Im Interview mit der ZFF spricht die deutsche SF-Autorin Theresa Hannig davon, wie technische Verbesserungen (Computer, Smartphones etc.) schleichend in unser Verständnis des menschlichen Erfahrungsraums eindringen und zu einem Teil von uns werden. Doch sie spekuliert auch über eine extreme Entwicklung – die Digitalisierung von Bewusstsein –, die uns radikal verändern kann: »Dann würden wir vielleicht irgendwann eine Spezies werden, die nur noch digital lebt, mit künstlicher Intelligenz verschmilzt und etwas vollkommen Neues kreiert« (18). In ihren Romanen Die Optimierer (2017) und Die Unvollkommenen (2019) nutzt Hannig die SF als Experimentierfeld, um die unterschiedlichen Positionen und Möglichkeiten im Umgang mit Posthumanität durchzuspielen.3 Vom schleichenden Prozess der Cyborgisierung bis hin zum techno-utopischen Bewusstseins-Upload präsentieren die Romane posthumanistische Positionen, die ich in diesem Artikel vorstelle und diskutiere.

1 Biologische Menschen

Bereits in Die Optimierer begegnet uns Technologie, die ganz im Sinne des Cyberpunks »visceral« wird, wie Bruce Sterling es formuliert, »pervasive, utterly intimate. Not outside us, but next to us. Under our skin; often, inside our minds« (xiii).
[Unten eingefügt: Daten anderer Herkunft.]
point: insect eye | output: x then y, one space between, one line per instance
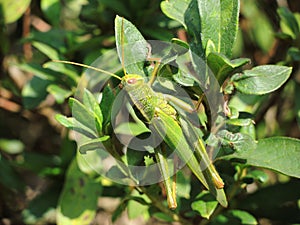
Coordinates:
131 81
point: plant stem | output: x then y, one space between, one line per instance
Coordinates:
158 204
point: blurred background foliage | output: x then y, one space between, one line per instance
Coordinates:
35 151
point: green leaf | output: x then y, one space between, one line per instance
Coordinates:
13 10
258 175
135 207
83 115
259 27
223 67
261 79
183 185
42 206
46 49
52 10
235 217
172 133
60 94
11 146
206 20
89 100
78 200
34 92
163 217
240 122
281 154
132 44
238 141
204 204
72 123
9 177
93 144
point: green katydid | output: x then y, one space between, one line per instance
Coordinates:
156 110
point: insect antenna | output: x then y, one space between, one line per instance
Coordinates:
122 46
88 67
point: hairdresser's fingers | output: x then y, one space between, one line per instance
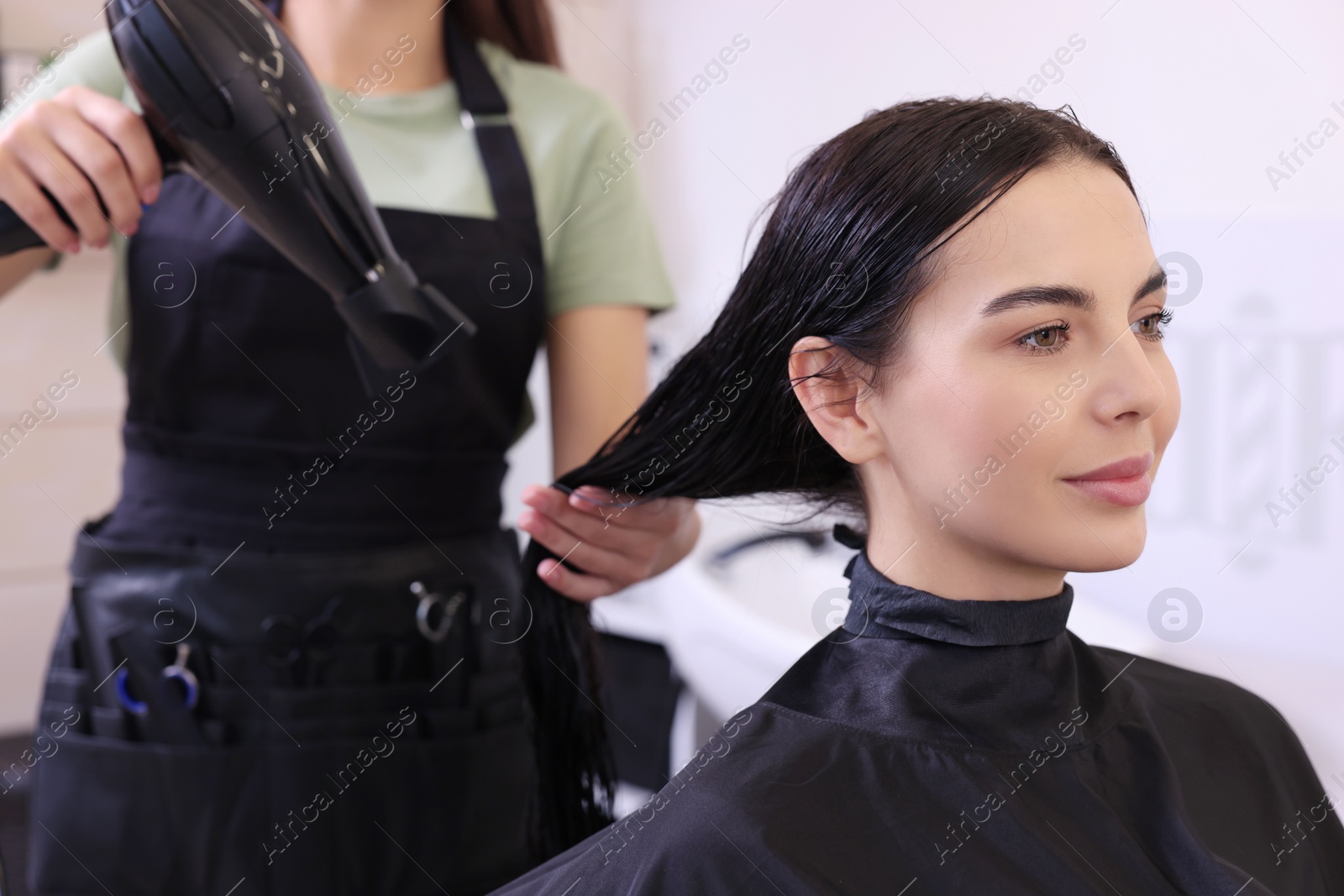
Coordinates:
575 584
624 564
602 527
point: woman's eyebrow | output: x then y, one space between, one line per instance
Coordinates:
1063 295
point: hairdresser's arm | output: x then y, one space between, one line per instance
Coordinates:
598 360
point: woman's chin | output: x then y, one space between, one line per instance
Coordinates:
1102 544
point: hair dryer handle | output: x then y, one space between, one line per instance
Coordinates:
15 233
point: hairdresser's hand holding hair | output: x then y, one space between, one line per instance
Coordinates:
615 546
608 543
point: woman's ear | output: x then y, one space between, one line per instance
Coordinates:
827 383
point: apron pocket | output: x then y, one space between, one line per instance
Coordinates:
145 819
403 815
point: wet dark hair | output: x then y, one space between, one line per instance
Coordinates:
847 249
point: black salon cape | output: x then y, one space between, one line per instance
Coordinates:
934 746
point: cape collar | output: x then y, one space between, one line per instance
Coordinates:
884 609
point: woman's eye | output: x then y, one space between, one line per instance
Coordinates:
1153 325
1047 338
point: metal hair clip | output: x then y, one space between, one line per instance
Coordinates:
428 600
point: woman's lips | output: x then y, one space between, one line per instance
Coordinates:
1126 490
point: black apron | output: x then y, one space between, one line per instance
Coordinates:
291 664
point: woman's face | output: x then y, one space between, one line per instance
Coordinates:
1032 362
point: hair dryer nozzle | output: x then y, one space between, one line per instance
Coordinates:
396 322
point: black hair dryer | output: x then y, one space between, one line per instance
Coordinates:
223 92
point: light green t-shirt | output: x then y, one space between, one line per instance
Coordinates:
412 150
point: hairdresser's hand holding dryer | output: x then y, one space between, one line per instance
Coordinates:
293 566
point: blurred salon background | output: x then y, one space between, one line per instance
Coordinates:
1229 114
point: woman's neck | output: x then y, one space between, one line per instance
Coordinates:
347 40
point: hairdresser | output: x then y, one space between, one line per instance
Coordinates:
299 641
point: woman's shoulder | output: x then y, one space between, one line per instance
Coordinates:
1216 712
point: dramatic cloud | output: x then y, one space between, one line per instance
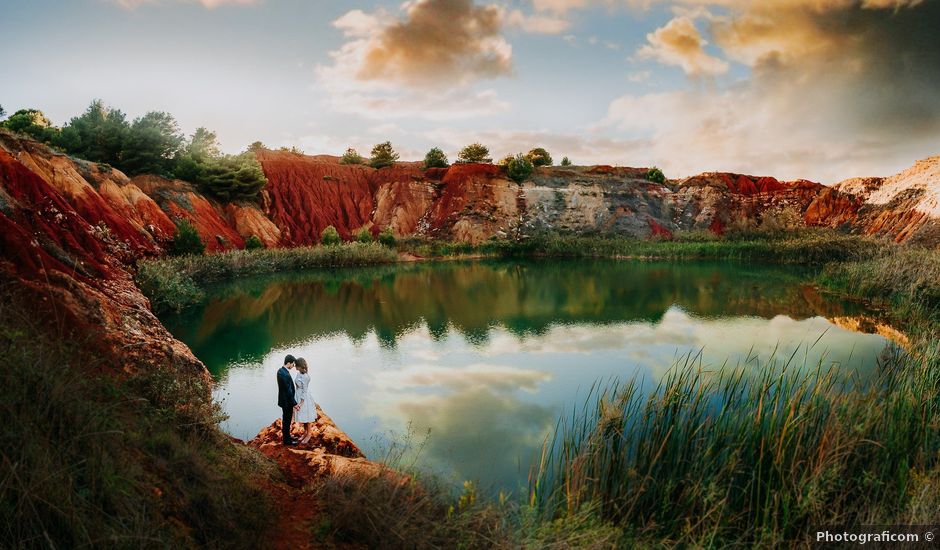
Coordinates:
679 43
437 42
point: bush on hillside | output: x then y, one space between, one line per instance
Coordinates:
383 154
656 175
436 159
351 156
519 168
387 238
330 236
186 240
474 153
539 157
364 236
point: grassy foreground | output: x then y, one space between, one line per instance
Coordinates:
91 460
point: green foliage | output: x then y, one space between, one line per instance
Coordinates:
519 168
330 236
97 135
656 175
176 283
539 157
364 236
383 155
387 238
253 243
474 153
115 461
436 159
151 145
186 240
33 123
351 156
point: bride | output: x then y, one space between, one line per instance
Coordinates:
306 410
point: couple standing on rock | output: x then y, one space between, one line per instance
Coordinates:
293 399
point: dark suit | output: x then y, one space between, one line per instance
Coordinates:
285 400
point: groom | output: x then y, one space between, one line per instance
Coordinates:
285 398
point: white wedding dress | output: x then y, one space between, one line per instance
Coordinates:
308 410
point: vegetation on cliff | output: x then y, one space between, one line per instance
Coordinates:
94 459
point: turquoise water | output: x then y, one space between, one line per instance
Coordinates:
477 360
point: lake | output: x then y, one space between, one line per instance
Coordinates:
471 363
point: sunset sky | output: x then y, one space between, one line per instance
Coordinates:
821 89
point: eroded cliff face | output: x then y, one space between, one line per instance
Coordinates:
65 246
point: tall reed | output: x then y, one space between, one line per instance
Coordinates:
719 457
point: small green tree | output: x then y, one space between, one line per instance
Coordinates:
436 159
387 238
383 154
539 157
253 243
364 236
31 122
351 156
330 236
656 175
474 153
186 240
520 168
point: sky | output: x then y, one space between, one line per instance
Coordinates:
816 89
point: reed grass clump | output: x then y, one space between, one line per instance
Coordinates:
175 283
718 458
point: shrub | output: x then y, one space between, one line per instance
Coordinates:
364 236
351 156
186 240
474 153
519 168
330 236
539 157
436 159
387 238
383 154
253 243
656 175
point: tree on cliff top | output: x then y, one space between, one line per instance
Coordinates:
31 122
519 168
436 159
383 155
475 153
539 157
153 141
351 156
97 135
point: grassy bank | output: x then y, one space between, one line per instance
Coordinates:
175 283
92 461
810 246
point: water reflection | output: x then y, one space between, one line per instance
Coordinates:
487 354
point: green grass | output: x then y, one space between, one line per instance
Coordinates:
175 283
91 460
805 247
720 458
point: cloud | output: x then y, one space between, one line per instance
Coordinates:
679 43
436 42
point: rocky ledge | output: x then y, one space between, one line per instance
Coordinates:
330 452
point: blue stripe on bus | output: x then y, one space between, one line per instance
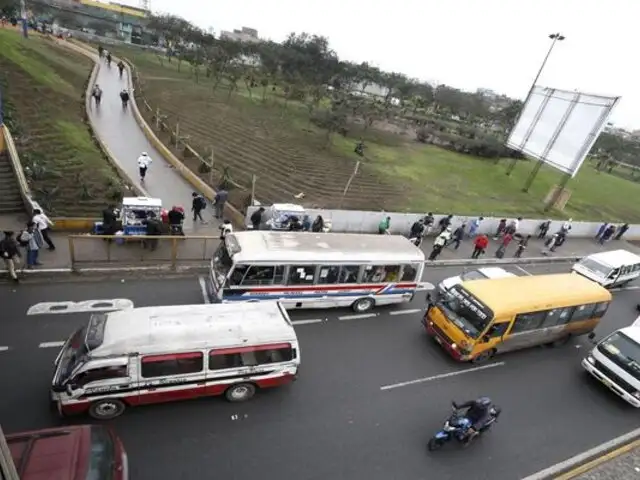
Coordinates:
274 296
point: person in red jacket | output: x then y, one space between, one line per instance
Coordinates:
480 245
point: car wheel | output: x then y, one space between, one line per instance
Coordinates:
240 392
106 409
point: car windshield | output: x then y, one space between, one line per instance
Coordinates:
622 351
596 267
465 311
72 356
472 275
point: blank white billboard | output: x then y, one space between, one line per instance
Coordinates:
560 127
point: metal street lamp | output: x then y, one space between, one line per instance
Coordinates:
556 37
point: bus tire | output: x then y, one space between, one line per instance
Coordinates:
363 305
106 409
240 392
484 356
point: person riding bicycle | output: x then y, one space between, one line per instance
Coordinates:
478 413
143 163
124 96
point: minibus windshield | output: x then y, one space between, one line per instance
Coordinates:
222 262
72 355
466 312
596 267
622 351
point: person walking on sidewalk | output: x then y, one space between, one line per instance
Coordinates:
144 160
522 245
43 224
480 245
198 203
10 253
219 201
506 240
439 243
458 236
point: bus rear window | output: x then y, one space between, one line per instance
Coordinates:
102 461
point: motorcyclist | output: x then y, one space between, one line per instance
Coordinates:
124 96
478 412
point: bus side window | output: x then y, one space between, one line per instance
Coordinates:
329 275
583 312
557 317
301 274
264 275
409 273
528 321
601 309
380 273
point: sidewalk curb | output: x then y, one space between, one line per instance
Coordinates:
572 464
205 266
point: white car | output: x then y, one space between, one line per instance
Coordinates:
479 274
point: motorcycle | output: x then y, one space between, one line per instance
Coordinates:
456 427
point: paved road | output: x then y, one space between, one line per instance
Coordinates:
119 130
335 422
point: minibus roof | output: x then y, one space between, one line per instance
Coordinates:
513 295
311 248
184 327
615 258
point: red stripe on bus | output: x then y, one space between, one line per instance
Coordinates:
171 356
257 348
355 286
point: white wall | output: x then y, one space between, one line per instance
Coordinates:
367 222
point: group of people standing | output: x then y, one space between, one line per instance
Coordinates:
28 241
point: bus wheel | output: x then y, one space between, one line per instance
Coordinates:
106 409
363 305
483 357
240 392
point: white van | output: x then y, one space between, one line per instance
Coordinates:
150 355
615 362
609 269
479 274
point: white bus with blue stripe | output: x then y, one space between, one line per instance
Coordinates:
316 270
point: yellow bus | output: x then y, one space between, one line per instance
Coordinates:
477 319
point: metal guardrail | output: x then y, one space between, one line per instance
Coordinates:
142 251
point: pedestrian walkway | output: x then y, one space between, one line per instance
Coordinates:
118 129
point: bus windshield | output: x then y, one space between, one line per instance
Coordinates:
465 311
622 351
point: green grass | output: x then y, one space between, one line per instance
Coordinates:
432 178
43 86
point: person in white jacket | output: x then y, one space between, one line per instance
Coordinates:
144 161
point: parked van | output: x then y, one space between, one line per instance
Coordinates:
149 355
609 269
615 362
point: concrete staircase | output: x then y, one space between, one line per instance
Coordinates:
10 199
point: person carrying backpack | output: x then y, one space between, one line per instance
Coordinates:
198 203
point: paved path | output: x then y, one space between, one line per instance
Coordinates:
119 130
334 422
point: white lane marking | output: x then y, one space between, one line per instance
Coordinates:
620 289
441 376
203 289
307 322
106 305
405 312
50 344
355 317
522 270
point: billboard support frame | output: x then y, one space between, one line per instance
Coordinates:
554 137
Wie schon von den Cyberpunks der ersten Stunde in den 1980er Jahren beschrieben, wird die Welt in Hannings Roman von einer erweiterten Realität dominiert, die mittels Cyborg-Technologie erfahrbar gemacht wird: »Samson blinzelte zweimal und ließ die Augen im Uhrzeigersinn rotieren. Sofort erwachte seine Kommunikationslinse im linken Auge aus dem Standby und legte den halbtransparenten Schleier einer erweiterten Realität über sein Blickfeld« (Opt9). Mit den Linsen, die eine konsequente Fortführung unserer Smartphone-Technologie sind, kann der gesamte Alltag gesteuert werden – sie dienen zur Arbeit (sogar mittels der Steuerung künstlicher Körper), zur Bestellung von Waren und Dienstleistungen, zur Navigation und Kommunikation. Eine augmentierte und automatisierte Welt bietet uns ›Erfüllung‹, wie Cave und Dihal argumentieren, indem sie das »fulfilment of every desire« (76) durch Technologie ermöglichen. Die Linsen, aber auch andere Technologien wie etwa der »Congregator« (Un 328) – eine Kochhilfe, in die Rohprodukte eingelegt werden und die komplette Mahlzeiten produziert – erzeugen Bequemlichkeiten und Freiräume, da sie den Menschen bislang notwendige aber als lästig empfundene Handlungen abnehmen.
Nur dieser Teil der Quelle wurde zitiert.